In 2011, DOT awarded a $70 million, heavy highway construction project in Orange County to the second-lowest bidder. The low bidder, by $4.5 million, was Lancaster Development of Schoharie County. DOT denied Lancaster the work because it refused to participate in a mandatory Project Labor Agreement that was imposed on the contract.
Lancaster challenged the bid award in state Supreme Court and won. Supreme Court Justice Joseph Teresi in a stinging rebuke to the DOT declared the contract void and found the bid process to have been hopelessly compromised by actions of the state.
Astonishingly, the DOT is again insisting that it will rebid the project with a PLA. This is bad news for taxpayers and the concept of competitive bidding.

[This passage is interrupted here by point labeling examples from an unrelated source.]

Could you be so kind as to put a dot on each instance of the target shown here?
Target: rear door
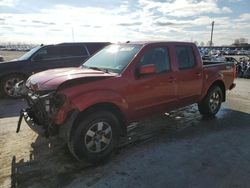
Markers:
(189, 74)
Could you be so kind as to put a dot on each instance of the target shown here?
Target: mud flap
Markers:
(20, 121)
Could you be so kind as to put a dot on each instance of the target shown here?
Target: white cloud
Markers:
(184, 8)
(181, 20)
(8, 3)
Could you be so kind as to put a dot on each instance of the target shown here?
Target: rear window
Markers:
(185, 57)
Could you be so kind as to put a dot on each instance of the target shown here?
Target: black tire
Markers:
(211, 104)
(85, 131)
(7, 85)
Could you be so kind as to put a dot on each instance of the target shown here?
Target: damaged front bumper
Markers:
(41, 111)
(24, 114)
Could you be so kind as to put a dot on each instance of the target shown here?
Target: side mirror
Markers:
(147, 69)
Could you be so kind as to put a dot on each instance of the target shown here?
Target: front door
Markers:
(153, 93)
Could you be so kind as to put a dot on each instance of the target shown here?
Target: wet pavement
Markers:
(177, 149)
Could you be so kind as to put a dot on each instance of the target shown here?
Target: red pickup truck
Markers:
(91, 106)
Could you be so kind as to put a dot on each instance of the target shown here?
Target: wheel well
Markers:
(222, 86)
(14, 73)
(6, 75)
(109, 107)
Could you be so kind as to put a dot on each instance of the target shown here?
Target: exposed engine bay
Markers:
(41, 111)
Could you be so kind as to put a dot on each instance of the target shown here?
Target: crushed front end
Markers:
(44, 110)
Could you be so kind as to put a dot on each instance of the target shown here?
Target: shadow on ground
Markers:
(51, 165)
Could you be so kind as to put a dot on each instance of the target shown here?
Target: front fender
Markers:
(91, 98)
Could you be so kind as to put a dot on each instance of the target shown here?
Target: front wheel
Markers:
(95, 137)
(211, 104)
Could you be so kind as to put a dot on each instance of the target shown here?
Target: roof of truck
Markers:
(158, 42)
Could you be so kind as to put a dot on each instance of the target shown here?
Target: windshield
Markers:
(29, 53)
(113, 58)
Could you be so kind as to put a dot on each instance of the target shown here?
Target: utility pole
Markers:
(212, 32)
(73, 35)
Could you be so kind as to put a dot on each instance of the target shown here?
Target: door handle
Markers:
(171, 79)
(198, 74)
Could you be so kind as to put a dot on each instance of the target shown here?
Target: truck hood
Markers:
(52, 79)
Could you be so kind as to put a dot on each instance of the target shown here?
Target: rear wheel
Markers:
(211, 104)
(95, 137)
(8, 83)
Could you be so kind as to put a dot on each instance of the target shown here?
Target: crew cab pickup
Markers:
(91, 106)
(42, 58)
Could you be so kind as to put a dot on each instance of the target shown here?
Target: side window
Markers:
(93, 48)
(71, 51)
(47, 53)
(157, 56)
(185, 57)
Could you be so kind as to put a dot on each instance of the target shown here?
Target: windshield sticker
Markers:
(126, 49)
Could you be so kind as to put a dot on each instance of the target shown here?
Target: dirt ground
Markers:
(10, 55)
(178, 149)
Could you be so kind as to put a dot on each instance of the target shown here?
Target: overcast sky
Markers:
(53, 21)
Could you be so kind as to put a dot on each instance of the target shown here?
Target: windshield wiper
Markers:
(96, 68)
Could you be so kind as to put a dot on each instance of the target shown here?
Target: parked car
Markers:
(1, 58)
(41, 58)
(91, 106)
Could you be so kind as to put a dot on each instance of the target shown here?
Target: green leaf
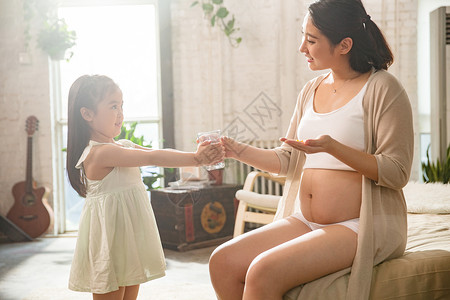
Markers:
(222, 13)
(208, 8)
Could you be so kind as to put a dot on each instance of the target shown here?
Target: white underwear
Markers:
(352, 224)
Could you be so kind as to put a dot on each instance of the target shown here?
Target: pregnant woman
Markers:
(347, 154)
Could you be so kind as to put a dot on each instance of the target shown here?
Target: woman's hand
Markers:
(321, 144)
(231, 147)
(209, 153)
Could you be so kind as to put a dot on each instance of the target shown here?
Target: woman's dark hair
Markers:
(338, 19)
(87, 91)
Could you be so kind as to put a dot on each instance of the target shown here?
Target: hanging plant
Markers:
(55, 39)
(219, 15)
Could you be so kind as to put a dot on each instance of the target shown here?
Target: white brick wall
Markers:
(209, 74)
(23, 92)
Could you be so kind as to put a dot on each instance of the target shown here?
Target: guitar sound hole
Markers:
(28, 200)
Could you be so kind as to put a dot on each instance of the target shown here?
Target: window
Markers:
(119, 40)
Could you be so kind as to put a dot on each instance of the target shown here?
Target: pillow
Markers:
(427, 198)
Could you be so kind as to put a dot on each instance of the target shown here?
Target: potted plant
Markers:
(55, 39)
(438, 171)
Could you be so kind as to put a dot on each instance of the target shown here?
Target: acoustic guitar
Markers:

In making this decision, the DOT is not being honest with taxpayers and is instead attempting to legally rig this highway contract so that only union workers are employed on the project. DOT Commissioner Joan McDonald has even gone so far as to issue a finding justifying the PLA, which relies upon inaccurate, incomplete and misleading information obtained from a consultant study.
The study — which was released by DOT only after legal proceedings were commenced by Lancaster to obtain it — contends that a PLA using union labor would complete the project for approximately $70.6 million. Yet, the study ignores the fact that Lancaster's 2011 bid for this identical project was $67.8 million.
The DOT also accepted the study's assertion that 85 percent of the highway construction workforce in Orange County belong to unions. This estimate is wildly inflated and relies on unsupported assertions by the Laborers Union, hardly an unbiased source for this information.
The DOT contends that similar projects in the region have mostly been performed by union firms. This, too, is factually wrong. Since 2005, more than 70 percent of winning bids on major DOT projects in Orange County were submitted by open-shop firms like Lancaster.
Lancaster is one of the best heavy highway firms in the state, employing hundreds of local workers and doing multiple projects in our region, including the large Exit 6 Northway project in 2011. It has completed projects on-time and on-budget.
Trade unions are pushing for a PLA for the sole reason that it keeps firms like Lancaster from bidding. Prevailing wages are always paid on public work, but union work rules often make union firms more costly than nonunion competitors. If an open-shop firm like Lancaster were to agree to a PLA, it would mean it could not use most of its own workers and must instead only hire from the union hall. To say, as some PLA supporters do, that open shop firms can bid on such projects is only true in a technical sense. By what logic would a firm bid on a contract and then be precluded from using its own workers?
Taxpayers are best served when firms compete on a level playing field. May the best, responsible bidder with the lowest price, whether union or nonunion, get the work. The public is ill-served when state officials subvert the process by imposing unnecessary rules that raise costs. Glitzy commercials are no subsitute for honest government.
Stephen Lefebvre is president of the Empire State chapter of Associated Builders & Contractors.